Прапорщик немногословен, строг, власть свою ценит и задарма не перегнется.
Ручкин со вздохом сожаления раскрыл портфель. Сунул руку внутрь, извлек на свет бутылку водки «Абсолют». Посмотрел на нее жадным взглядом, протянул Булкину.
— Надо же, Коля, придется пить из горла. Тутошний командир строгий, на тару скуповат.
Прапорщик чуть не задохнулся от разочарования: надо же — какого маху он дал! Надо же так лажануться! Приличных мужиков принял за фраеров, которые добиваются поблажки сынкам.
Теперь закосить от армейской службы стало общим правилом. А ведь какой шанс был поправить здоровье. Ну, тупая башка! И но всем опять же виноваты проклятые бабы. Только они! Всю ночь перед дежурством Тишков прокантовался у посудомойки Любки Варюхиной. Мужик он в самом соку, сила по жилам бродит, а жена умотала в деревню к теще, теперь что без нее мужику помирать от большого хотения?
А Варюхииа — подарок не каждому. Мясистая, до веселья охочая. Осушить бутылочку, потискаться, покататься на простынях — готова за милую душу. Потому все было с ней по полной программе. Усидели кило водочки на двоих. Потом спортивная гребля. Три заплыва на время: кто кого пересилит. Любка, сука, здоровая. Сколько сил оттянула — подумать только…
— Мужики… — Голос Тишкова уже не командный, а чисто апостольский — благость и примирение в каждом звуке. — Вы того, не в обиду. Не понял сразу. Думал, проверка какая. На вшивость… — Прапорщик уже шутил. — Сами знаете: голова — во! — Прапорщик двумя руками разметил огромную сферу вокруг и без того большой фуражки. — И трещит, как кирпич.
По цвету лица, по заплывшим мышиным глазкам определить причину, вызвавшую расширение головы и превращения ее в кирпич, труда не составило.

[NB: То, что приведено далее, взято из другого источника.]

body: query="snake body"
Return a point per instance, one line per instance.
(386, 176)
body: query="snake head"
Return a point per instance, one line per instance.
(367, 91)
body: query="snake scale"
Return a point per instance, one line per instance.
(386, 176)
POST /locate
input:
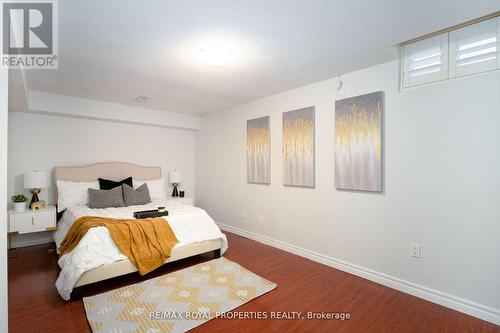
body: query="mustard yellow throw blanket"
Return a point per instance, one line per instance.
(146, 242)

— Какая обида! — голос Ручкина тек ласковой освежающей струей, обещая служивому облегчение житейских страданий.
— Я сейчас…
Тишков метнулся в проходную и тут же выскочил оттуда с тремя алюминиевыми кружками в руках.
— Ребята, во, держите…
Ручкин сразу оценил изменение в обращении. «Мужики» с которого прапорщик начал — это тоже по-свойски, но в то же время достаточно отчужденно: хоть и одно племя, но каждый сам по себе, на своей ступеньке. «Ребята» — уже почти кореша, свои в доску: с ними разливаем из одного пузыря на троих, с ними пьем — душа в душу.

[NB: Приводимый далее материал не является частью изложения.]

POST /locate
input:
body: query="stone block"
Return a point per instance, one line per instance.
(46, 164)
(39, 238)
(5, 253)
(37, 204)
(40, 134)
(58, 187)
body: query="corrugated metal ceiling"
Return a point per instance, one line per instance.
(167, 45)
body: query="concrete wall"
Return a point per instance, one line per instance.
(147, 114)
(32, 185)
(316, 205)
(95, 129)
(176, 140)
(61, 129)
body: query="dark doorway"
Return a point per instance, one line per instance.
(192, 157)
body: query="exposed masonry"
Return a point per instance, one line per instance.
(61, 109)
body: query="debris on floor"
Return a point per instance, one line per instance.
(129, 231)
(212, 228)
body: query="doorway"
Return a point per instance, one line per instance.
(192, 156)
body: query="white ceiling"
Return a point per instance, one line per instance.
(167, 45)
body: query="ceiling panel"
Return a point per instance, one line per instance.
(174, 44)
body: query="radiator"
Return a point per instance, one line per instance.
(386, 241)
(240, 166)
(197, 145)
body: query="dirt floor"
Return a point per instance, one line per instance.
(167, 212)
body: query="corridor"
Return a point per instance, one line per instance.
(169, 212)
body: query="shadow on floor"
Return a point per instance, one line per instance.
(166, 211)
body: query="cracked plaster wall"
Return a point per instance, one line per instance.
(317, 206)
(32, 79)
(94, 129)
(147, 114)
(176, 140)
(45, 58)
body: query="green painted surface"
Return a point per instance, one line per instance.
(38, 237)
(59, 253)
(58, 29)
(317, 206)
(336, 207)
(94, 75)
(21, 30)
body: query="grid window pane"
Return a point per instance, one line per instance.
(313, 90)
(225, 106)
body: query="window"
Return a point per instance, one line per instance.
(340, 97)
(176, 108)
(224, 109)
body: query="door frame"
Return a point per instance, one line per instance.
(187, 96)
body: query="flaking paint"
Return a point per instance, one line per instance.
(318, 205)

Бутылка, возбуждая и без того окаянную жажду, смачно булькала. Потом они сдвинули кружки. Алюминий глухо звякнул. И снова забулькало — на этот раз жидкость перетекала из тары в глотки.
Тишков выпил и какое-то время стоял, обалдело прижмурив глаза: вот, зараза! И кто ее такую придуман ублажать христианские души?! Надо же было так умно соединить в одном продукте небесную благодать и палящий жар пекла, слить в одну каплю и рай и ад!
— Может, еще? — Ручкин спросил Булкина, будто путник, искавший нужную улицу в незнакомом городе. — Как ты?